Meet our Solace SME Exhibitors
Hello Lamp Post
Hello Lamp Post developed an interactive digital platform that invites people to strike up interesting, surprising and often funny conversations with familiar street objects (e.g. lamp posts, bins, post boxes, etc) using text messages or Facebook Messenger, encouraging people to look at the city with fresh eyes and see it as a playground. Having won the inaugural 2013 Playable City Award, the business develops products that can engage residents, tourists and communities, thereby promoting social liveability in cities.
VU.City
VU.CITY has developed an accessible and interactive 3D platform in the world that helps planner in the built environment make faster, more informed decisions. Through a combination of data, vast modelling and intelligent analysis, VU.CITY platform shows the real-life impact of new buildings and infrastructure on their surrounding environment and is accurate to within 15cm, enabling new schemes to be securely tested and developed. At the Solace Summit, VU.City used the Igloo to showcase a demonstration where they have covered the whole of London and the centres of other major cities, including consented but as-yet unbuilt schemes, enabling planning decisions to be made taking into account the future for London.
Tiascope
Tiascope produces automated transport modelling for developers, local authorities and transport planners to take the guesswork out of transport planning, providing a robust and transparent basis for discussion and agreement of site impacts that could save costs and time in research. It produces models for residential site location in seconds from a simple web interface, so that one can quickly understand: where development traffic is going to go, what is the area of impact, and which junctions should be assessed in detail. At the summit, Tiascope showcased its modelling interface that can map out: local authority and trunk road locations, accident data, cycle routes, committed developments (council dependent), rail stations and patronage, and a variety of background mapping.
Podaris
Podaris has developed real-time collaborative transport planning platform for planners, engineers, policymakers, and public stakeholders. It lets users create proposal development and feasibility studies, create multi-modal transport networks to share with collaborators and analyse their costs and benefits, and access to analytical tools to give insights on travel-time and spatial connectivity. At the summit, Solace showcased their parametric design tools that can ensure that right-of-way, travel-time, and capacity calculations are extremely accurate from day one, based on validated engineering properties from transport technology vendors.
CoPlug
CoPlug provides a suite of cloud-based digital tools to support end to end processes of social infrastructure planning.
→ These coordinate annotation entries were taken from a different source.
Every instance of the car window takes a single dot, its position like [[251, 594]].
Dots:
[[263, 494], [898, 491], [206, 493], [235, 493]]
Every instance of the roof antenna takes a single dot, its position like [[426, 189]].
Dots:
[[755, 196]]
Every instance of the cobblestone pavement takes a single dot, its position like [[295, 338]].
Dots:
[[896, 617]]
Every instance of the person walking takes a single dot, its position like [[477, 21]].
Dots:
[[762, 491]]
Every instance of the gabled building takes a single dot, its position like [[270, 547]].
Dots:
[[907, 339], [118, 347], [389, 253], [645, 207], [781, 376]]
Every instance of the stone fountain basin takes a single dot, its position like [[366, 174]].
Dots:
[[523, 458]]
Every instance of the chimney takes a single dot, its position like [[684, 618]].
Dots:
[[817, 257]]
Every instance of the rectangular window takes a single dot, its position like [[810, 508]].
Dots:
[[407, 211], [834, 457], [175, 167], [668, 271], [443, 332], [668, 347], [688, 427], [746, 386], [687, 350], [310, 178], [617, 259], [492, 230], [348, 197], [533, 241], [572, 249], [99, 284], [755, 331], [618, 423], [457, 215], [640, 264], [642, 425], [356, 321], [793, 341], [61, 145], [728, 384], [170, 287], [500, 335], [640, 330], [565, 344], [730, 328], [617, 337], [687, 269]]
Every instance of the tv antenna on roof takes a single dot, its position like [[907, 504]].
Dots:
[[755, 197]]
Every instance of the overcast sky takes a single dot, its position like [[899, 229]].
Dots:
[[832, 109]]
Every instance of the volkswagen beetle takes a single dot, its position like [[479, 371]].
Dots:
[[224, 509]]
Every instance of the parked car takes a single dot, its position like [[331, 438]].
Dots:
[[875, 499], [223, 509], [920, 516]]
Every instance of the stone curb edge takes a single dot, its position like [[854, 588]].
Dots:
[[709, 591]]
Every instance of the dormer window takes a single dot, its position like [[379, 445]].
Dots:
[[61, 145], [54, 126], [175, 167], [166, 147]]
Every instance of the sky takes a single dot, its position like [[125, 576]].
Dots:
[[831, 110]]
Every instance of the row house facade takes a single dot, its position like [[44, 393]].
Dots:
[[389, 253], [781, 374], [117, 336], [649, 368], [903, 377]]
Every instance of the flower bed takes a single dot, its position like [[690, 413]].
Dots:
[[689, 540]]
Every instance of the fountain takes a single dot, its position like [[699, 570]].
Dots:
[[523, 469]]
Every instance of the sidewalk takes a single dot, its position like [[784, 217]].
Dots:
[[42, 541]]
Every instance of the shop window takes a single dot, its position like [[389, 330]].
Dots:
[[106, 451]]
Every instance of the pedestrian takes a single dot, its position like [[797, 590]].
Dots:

Their aim is to bring together creative thinking and digital advancements in the built environment sector to create innovative ‘place-based’ digital concepts. With an interdisciplinary team of urban planners, health experts, urban designers, software engineers and data scientists, they take their services to multiple stakeholders to co-design and deliver digital products that can add value to local governments and communities. They have deployed their technology internationally; including developing a Geo-spatial AI enabled digital framework for planning of cities in North Africa and carrying out a DFID funded programme focusing on Smart Cities and capacity building within local governments in India. At the summit, they spoke about their services in predictive analytics, spatial data analytics, dynamic spatial mapping.
Emu Analytics
Emu Analytics is a data science and software company that captures, analyses, and visualises big location data in real-time. Their sector focuses include, and not limited to: mobility, smart city & government, retail & leisure, real estate, health & insurance, and utilities & logistics. They have published a number of interactive maps that can track data that are important for policy makers to visualise and gain insights from, such as noise pollution areas, low income and poverty areas, age demographics, tube stations, people movements, and other location data. One of their existing customers is Barking and Dagenham council. At the summit, Emu Analytics used the Igloo to showcase one of their interactive maps.
QRoutes
QRoutes is a cloud-based tool that interfaces with existing databases to allow new customers to easily plug-in and get going quickly. Their main goal is to serve more home-to-school passengers, and to reduce home-to-school transport costs for UK local authorities. Its speed and flexibility enable planners to work in new ways; for example, this year Wiltshire County Council used QRoutes to help inform the best place for new schools as part of a £20m investment. Since 2016, they have taken on 30 local authority customers, and on average have saved their customers between 10-20% in cost by reducing the number of contracts required to deliver both mainstream and statutory Special Educational Needs and Disabilities (SEND) home to school transport.
Plan X
Plan X is a digital planning guide that makes planning simpler, for everyone. Historically, planning information is published as multiple documents and websites – which have to be manually and assessed every time. This leads to a huge amount of repetitive work, confusion and mistakes, both for applicants and planners. Plan X allows visitors to a councils website to self-triage and check their proposals against planning legislation and guidance. The result is a digital planning service that is simpler and more transparent for applicants and could free-up thousands of hours of planning officer’s time. Plan X is being developed by Open Systems Lab, a non-profit R&D lab based in London.